Bob Hinkle, Ohio’s chief deputy auditor, said audits like TARTA’s typically are completed within six months of the end of a given reporting period, which makes the TARTA 2010 audit now more than six months overdue.
“We’re 13 months after the close. This is an issue with the management of public funds, and timely reporting we believe is important,” Mr. Hinkle said. “It’s a small group of records. Give us the records, make the records available so we can complete the audit. Some of this stuff, [Clifton Gunderson] asked for clear back in May, and we don’t have it yet.”
The state considers 14 other entities in Ohio to also have unauditable books.
Mr. Gee said TARTA’s financial department fell behind on closing the 2010 books because of several new hires during that year who needed time to become familiar with transit authority finances.
It was also the year Stacey Clink, the agency’s comptroller, implemented a new computer accounting system in place of manual-ledger accounting, a transition that complicated matters further, the general manager said.
Along with predicting the matter will be cleared up by the 90-day deadline, Mr. Gee said he expects TARTA’s 2011 accounting to be wrapped up on time.

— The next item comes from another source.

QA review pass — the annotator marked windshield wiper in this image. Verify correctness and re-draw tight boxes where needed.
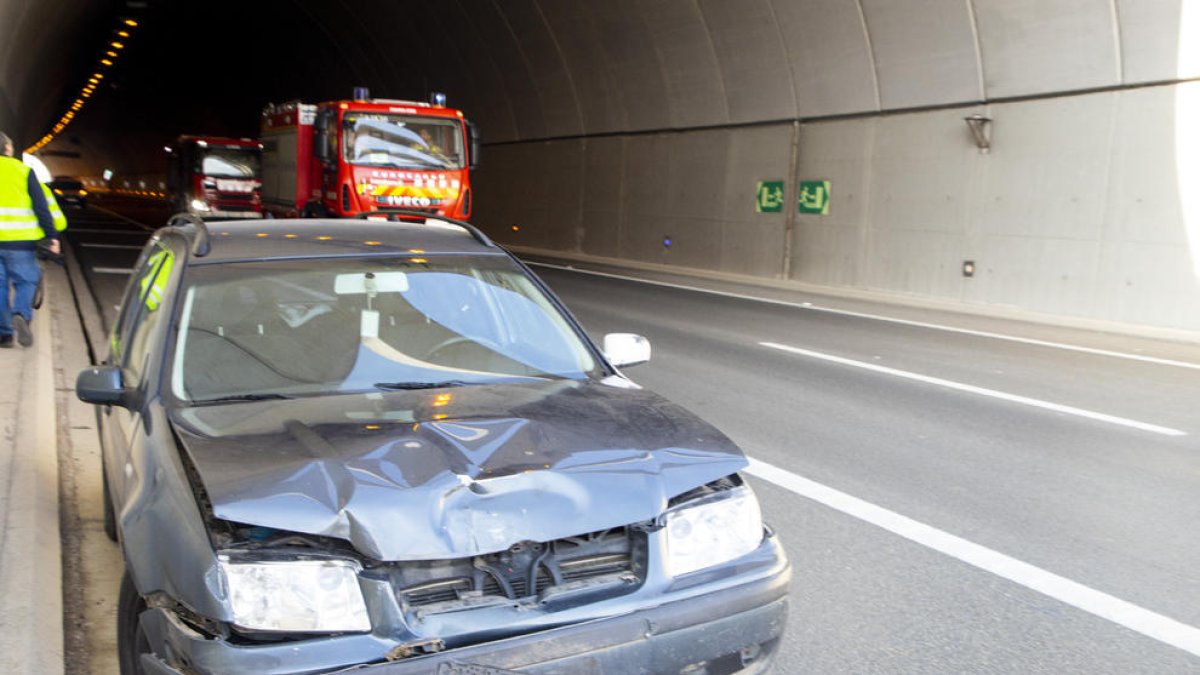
[192,392,295,406]
[374,380,479,390]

In May, Mr. Yost’s office issued a “finding for recovery” ordering TARTA to immediately seek repayment of $66,685 it illegally lent to Citizens for TARTA, a levy campaign committee, in 2007 and 2008. The auditor also charged that Mr. Gee’s dual role as TARTA general manager and Citizens for TARTA’s treasurer represented a conflict of interest in violation of state ethics laws.
Mr. Gee resigned as the committee’s treasurer, and the loans were repaid to TARTA from a combination of Citizens for TARTA funds and a $49,000 claim to the Ohio Transit Risk Pool, which insures transit authorities.
Citizens for TARTA established a monthly payment schedule to reimburse the transit insurer.
Last month, the Ohio House of Representatives unanimously passed a bill establishing such loans to be first-degree misdemeanors, punishable by up to six months in jail, a $1,000 fine, or both.
State law currently has no penalty provision for violations of the prohibition against using public funds in election campaigns. The bill is pending in the Ohio Senate.
Mr. Gee had defended the loans on the basis of advice the transit authority received from the Ohio Secretary of State’s office by way of the Lucas County Prosecutor’s Office stating that such a loan was legal.
But the law cited in the advice applied to private entities, not public agencies, and the advice was obtained only after the loans had been made and a TARTA auditor questioned their appropriateness.